In Einstein's theory of relativity, the concept of time dilation states that the speed of an object affects time, and so does where it's being observed from. You can now add large accelerations to this disruptive mix as well. Watchmakers can try as hard as they like to put together something that keeps time accurately, but they're never going to get around the fabric of space-time itself.

"Our calculations showed that above certain very large accelerations there simply must be time disorders in the decay of elementary particles," says one of the team, Andrzej Dragan of the University of Warsaw in Poland. "If the disturbances affect fundamental [particle-level] clocks… then any other device built on the principles of quantum field theory will also be disrupted. Therefore, perfectly precise measurements of proper time are no longer possible." 
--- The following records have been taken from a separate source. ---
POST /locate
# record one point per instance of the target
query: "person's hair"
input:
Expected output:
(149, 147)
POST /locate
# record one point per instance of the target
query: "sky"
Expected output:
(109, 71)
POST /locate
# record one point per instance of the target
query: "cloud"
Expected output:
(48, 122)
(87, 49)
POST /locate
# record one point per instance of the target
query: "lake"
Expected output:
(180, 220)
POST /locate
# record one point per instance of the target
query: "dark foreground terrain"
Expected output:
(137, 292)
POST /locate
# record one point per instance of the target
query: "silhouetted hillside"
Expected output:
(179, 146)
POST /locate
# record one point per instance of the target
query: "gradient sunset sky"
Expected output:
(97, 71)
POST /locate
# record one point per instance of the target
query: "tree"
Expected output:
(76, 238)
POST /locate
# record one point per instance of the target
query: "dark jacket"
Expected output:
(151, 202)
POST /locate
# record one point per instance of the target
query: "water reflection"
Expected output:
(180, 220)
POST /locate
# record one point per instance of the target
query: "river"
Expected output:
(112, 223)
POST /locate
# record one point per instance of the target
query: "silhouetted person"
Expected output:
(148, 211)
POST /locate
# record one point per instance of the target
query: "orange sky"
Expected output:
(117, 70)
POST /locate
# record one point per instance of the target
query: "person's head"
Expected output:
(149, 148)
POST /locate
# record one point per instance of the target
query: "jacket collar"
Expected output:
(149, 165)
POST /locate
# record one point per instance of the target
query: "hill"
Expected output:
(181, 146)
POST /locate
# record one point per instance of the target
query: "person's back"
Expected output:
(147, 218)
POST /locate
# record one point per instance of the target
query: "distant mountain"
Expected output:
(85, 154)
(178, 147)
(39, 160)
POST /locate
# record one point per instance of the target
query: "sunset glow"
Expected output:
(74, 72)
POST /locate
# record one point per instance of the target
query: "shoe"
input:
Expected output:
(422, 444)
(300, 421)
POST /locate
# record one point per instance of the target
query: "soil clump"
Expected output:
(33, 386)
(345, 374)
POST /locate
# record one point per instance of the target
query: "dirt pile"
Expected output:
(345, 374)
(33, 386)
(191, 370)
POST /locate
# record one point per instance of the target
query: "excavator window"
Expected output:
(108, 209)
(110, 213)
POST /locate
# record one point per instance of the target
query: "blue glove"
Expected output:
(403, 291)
The researchers weren't measuring the time it takes the number 14 bus to get from one side of town to the other: they were looking at elementary particles called muons. While we already know that speed affects the concept of time (if you're watching particles moving at different speeds they'll appear to decay at different rates), the new research suggests that the same distortions are happening at different accelerations.

The scientists' results, published in the journal Classical and Quantum Gravity, match a prediction made in the 1970s by Canadian physicist William Unruh. Essentially, it posits that an observer's acceleration affects the number of particles he or she can see, and if that's true, then these particles are decaying at different rates - in other words, not experiencing time in the same way. 
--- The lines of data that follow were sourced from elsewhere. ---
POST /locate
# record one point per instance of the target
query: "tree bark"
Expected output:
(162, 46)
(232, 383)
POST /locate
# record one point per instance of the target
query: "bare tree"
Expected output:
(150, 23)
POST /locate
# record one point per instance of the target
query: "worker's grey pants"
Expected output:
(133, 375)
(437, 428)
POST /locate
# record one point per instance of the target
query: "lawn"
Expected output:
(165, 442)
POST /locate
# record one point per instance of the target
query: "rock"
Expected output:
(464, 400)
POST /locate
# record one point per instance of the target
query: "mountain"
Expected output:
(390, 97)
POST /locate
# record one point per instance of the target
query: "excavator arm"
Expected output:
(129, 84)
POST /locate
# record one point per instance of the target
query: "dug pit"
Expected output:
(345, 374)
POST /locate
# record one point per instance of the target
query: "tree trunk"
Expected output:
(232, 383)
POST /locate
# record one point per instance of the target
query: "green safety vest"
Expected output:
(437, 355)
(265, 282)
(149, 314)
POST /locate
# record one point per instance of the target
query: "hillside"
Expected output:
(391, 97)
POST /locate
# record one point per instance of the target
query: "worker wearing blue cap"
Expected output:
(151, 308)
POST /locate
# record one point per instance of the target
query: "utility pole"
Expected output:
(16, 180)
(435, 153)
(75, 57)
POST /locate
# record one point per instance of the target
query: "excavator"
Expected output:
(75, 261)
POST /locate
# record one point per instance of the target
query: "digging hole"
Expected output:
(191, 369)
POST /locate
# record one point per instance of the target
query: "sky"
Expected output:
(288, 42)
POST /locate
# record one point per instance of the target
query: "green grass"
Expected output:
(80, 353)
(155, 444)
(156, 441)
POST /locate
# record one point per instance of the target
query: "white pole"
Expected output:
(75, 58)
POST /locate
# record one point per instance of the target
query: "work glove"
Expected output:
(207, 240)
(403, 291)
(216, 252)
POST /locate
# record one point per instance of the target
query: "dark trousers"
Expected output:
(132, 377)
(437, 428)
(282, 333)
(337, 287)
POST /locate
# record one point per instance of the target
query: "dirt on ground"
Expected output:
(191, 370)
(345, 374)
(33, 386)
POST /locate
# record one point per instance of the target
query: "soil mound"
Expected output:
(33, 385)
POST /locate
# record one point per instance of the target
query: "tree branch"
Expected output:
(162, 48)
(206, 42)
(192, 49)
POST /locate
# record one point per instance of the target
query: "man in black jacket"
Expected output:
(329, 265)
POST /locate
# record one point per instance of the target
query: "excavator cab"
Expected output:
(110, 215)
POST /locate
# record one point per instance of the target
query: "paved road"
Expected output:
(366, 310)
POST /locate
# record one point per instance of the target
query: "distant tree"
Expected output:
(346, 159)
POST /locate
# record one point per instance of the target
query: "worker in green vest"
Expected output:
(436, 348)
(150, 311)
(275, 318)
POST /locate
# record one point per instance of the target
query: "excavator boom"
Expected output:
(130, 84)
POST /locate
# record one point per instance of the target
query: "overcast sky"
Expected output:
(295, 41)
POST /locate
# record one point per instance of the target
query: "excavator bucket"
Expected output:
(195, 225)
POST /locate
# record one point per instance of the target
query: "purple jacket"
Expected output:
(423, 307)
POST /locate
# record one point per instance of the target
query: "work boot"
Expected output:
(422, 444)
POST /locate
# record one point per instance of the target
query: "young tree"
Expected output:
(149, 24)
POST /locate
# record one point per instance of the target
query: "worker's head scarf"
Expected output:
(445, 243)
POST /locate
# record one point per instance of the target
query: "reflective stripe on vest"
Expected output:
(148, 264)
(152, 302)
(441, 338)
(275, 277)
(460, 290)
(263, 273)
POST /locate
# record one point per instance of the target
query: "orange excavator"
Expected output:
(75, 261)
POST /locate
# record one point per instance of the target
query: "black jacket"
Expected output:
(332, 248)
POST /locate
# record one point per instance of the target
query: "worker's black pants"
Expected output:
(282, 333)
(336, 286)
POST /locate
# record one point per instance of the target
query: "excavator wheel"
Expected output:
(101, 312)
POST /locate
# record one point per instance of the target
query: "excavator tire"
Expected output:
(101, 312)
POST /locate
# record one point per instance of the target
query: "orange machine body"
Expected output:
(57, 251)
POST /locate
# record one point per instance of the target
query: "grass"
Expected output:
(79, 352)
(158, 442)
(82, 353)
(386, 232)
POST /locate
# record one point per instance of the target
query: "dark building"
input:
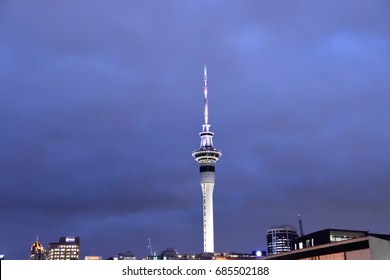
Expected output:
(67, 248)
(279, 239)
(336, 244)
(324, 237)
(37, 251)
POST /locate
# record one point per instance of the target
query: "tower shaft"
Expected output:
(207, 156)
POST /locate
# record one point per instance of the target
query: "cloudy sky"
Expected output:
(101, 103)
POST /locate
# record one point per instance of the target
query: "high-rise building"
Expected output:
(67, 248)
(338, 244)
(279, 239)
(206, 156)
(37, 251)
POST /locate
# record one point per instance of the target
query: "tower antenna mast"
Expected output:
(207, 156)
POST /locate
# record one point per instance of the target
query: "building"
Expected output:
(93, 258)
(206, 156)
(279, 239)
(336, 244)
(37, 251)
(67, 248)
(324, 237)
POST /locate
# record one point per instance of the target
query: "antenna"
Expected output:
(300, 225)
(150, 246)
(206, 109)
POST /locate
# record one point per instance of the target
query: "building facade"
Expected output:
(37, 251)
(67, 248)
(279, 239)
(335, 244)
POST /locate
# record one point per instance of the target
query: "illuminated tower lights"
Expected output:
(206, 156)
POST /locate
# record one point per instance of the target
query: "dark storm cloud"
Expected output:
(101, 105)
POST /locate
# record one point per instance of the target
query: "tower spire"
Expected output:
(206, 101)
(207, 156)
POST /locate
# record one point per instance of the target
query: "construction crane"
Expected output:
(150, 247)
(300, 225)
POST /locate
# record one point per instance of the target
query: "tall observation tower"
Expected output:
(206, 156)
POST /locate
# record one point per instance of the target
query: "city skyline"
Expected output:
(100, 110)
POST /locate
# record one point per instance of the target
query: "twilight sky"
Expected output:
(101, 103)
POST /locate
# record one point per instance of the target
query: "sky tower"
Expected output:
(206, 156)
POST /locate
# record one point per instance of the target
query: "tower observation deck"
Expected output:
(207, 156)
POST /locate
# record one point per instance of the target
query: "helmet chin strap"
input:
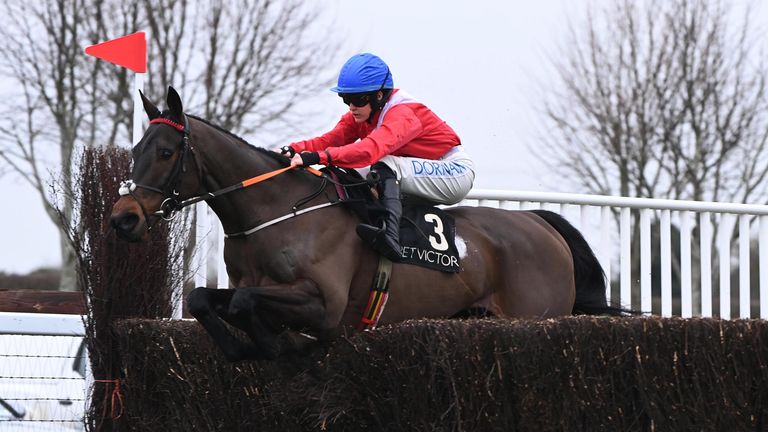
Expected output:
(377, 104)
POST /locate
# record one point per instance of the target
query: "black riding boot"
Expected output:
(386, 240)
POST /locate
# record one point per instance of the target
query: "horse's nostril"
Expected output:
(125, 222)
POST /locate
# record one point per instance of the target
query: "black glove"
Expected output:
(287, 150)
(310, 158)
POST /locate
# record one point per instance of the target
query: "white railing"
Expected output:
(609, 224)
(38, 384)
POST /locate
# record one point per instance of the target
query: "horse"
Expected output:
(305, 276)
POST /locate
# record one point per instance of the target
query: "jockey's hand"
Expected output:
(305, 159)
(286, 150)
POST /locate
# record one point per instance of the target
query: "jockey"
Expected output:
(408, 147)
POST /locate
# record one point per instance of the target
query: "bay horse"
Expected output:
(308, 277)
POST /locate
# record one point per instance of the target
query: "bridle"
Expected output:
(171, 205)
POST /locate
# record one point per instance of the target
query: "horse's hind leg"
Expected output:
(207, 305)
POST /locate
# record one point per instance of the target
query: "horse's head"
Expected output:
(164, 171)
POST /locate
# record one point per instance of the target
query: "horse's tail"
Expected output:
(588, 273)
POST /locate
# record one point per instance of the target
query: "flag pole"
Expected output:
(138, 109)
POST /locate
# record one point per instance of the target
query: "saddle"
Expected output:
(427, 233)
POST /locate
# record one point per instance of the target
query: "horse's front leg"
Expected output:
(265, 312)
(209, 306)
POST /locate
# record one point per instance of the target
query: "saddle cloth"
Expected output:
(428, 238)
(427, 233)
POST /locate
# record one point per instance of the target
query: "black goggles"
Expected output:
(357, 99)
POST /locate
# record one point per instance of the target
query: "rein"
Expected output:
(171, 205)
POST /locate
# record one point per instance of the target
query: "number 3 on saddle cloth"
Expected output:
(427, 233)
(428, 238)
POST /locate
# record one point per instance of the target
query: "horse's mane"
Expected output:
(283, 160)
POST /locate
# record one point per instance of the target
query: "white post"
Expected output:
(645, 261)
(763, 266)
(705, 230)
(686, 293)
(665, 234)
(744, 273)
(625, 294)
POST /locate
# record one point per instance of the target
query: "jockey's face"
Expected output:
(360, 105)
(360, 114)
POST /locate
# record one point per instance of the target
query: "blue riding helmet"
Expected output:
(364, 73)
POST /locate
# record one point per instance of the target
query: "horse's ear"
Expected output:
(174, 103)
(149, 107)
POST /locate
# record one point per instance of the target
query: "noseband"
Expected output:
(170, 204)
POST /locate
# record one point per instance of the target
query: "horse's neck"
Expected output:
(228, 162)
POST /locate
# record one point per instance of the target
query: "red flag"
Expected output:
(127, 51)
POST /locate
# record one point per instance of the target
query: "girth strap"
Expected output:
(378, 296)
And unlike previous work based largely on hypothetical conditions, the researchers say their hypotheses could apply in the here and now. "We show that for problems with the measurements of space-time to arise… extreme conditions are not needed at all," says Dragan. "Time, and therefore space, most likely cease to be accurately measurable even in today's Universe, provided that we try to carry out the measurements in systems moving with great acceleration."

If you've got questions, don't worry - so do the scientists. Are the discrepancies caused by our measurement methods, what we're trying to measure, or by the nature of time itself? As yet, no one's quite sure.

"If our predictions are confirmed experimentally, many things related to our understanding of space-time, the passage of time, and its measurement methods will have to be rethought from scratch. It could be… interesting," says Dragan.